The Epilepsy Foundation, the National Multiple Sclerosis Society and the South Carolina Podiatric Medical Association all support this bill. More than 70 percent of South Carolina voters believe medical cannabis should be allowed. While states including Arkansas, Louisiana, and Utah have allowed this medical treatment option, South Carolina remains one of only 14 states that prohibits the medical use of cannabis.

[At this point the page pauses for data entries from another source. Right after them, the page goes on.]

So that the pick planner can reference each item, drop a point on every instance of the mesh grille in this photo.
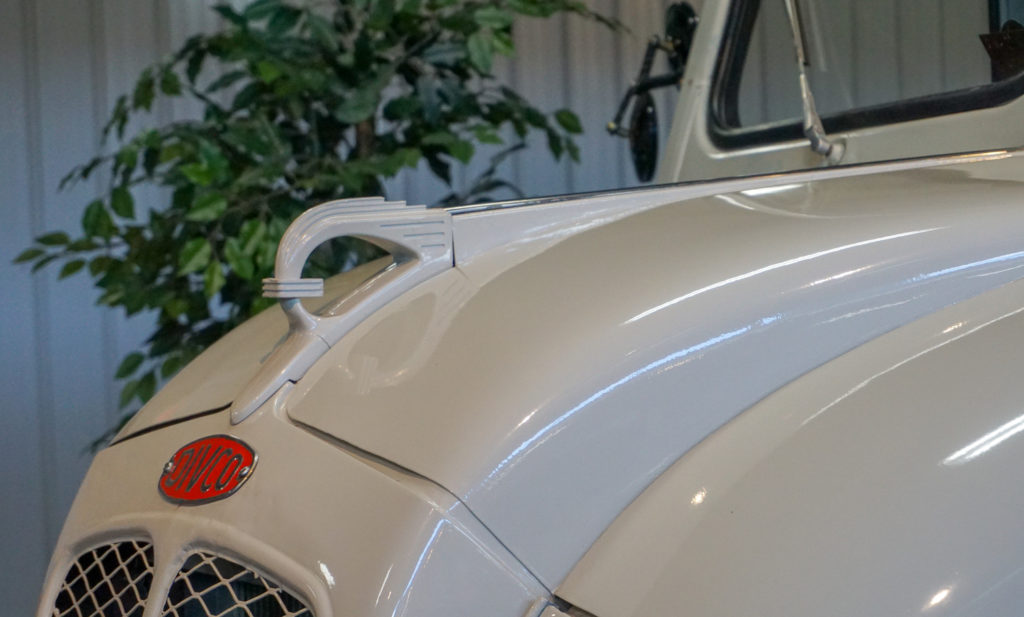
(213, 586)
(110, 581)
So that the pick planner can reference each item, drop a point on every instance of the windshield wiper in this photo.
(813, 130)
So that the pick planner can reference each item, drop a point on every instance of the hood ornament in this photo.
(206, 470)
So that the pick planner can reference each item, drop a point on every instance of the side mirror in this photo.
(680, 24)
(643, 136)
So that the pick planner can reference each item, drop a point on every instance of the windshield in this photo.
(863, 54)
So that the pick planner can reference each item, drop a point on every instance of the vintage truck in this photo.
(783, 381)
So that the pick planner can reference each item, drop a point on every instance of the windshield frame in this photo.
(723, 117)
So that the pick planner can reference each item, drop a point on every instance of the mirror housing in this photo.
(643, 136)
(680, 25)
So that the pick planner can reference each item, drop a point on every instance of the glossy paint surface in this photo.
(574, 376)
(215, 378)
(886, 482)
(346, 533)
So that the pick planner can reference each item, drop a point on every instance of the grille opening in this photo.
(112, 580)
(213, 586)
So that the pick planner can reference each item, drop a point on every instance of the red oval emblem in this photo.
(207, 470)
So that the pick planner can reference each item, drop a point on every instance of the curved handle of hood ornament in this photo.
(420, 243)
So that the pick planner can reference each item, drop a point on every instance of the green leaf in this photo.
(225, 80)
(359, 105)
(122, 203)
(494, 17)
(480, 46)
(29, 255)
(381, 13)
(322, 31)
(252, 233)
(71, 267)
(213, 278)
(208, 207)
(198, 173)
(568, 121)
(283, 19)
(99, 264)
(195, 256)
(129, 365)
(96, 221)
(260, 9)
(176, 307)
(55, 238)
(241, 263)
(268, 72)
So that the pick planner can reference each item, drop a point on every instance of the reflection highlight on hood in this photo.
(985, 443)
(769, 268)
(668, 362)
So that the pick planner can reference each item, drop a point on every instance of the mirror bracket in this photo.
(681, 23)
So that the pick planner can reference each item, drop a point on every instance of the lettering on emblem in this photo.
(206, 470)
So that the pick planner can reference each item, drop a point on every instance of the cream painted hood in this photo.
(582, 346)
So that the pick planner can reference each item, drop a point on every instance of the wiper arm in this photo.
(813, 130)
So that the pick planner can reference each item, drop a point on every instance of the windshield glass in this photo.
(866, 53)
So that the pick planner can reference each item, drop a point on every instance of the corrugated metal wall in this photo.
(62, 62)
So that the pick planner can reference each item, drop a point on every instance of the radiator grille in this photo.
(110, 581)
(213, 586)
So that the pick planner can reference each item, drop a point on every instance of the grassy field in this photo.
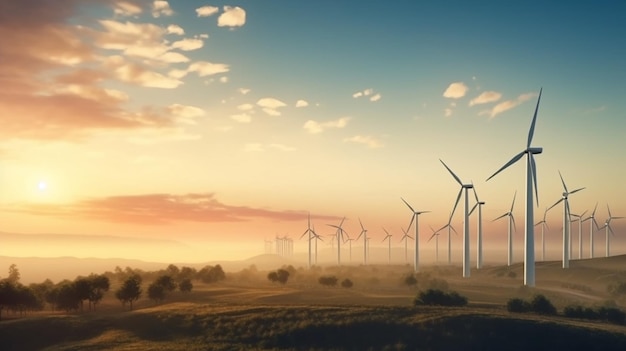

Senate bill 150 is a narrowly crafted, conservative bill. It does not allow smoking or raw cannabis – and it is limited to severe, debilitating medical conditions. Suffering patients should not risk the indignity and trauma of arrest. This bill would finally allow patients to access lab-tested cannabis safely. It would also give veterans and others with severe injuries and illnesses a less dangerous alternative to opiates. Please contact your state senator today and ask them to vote “Yes” on Senate Bill 150. After six long years, we hope you agree the S.C. Compassionate Care Act deserves a vote on the floor. Now is South Carolina’s time to embrace positive change and to stand up for its vulnerable, not to live in fear.
Judy Ghanem is a mother from Murrells Inlet, S.C. Her daughter, Kira, suffers from a rare genetic disorder – one that Tetrahydrocannabinol (THC)-based medication has proven effective at treating.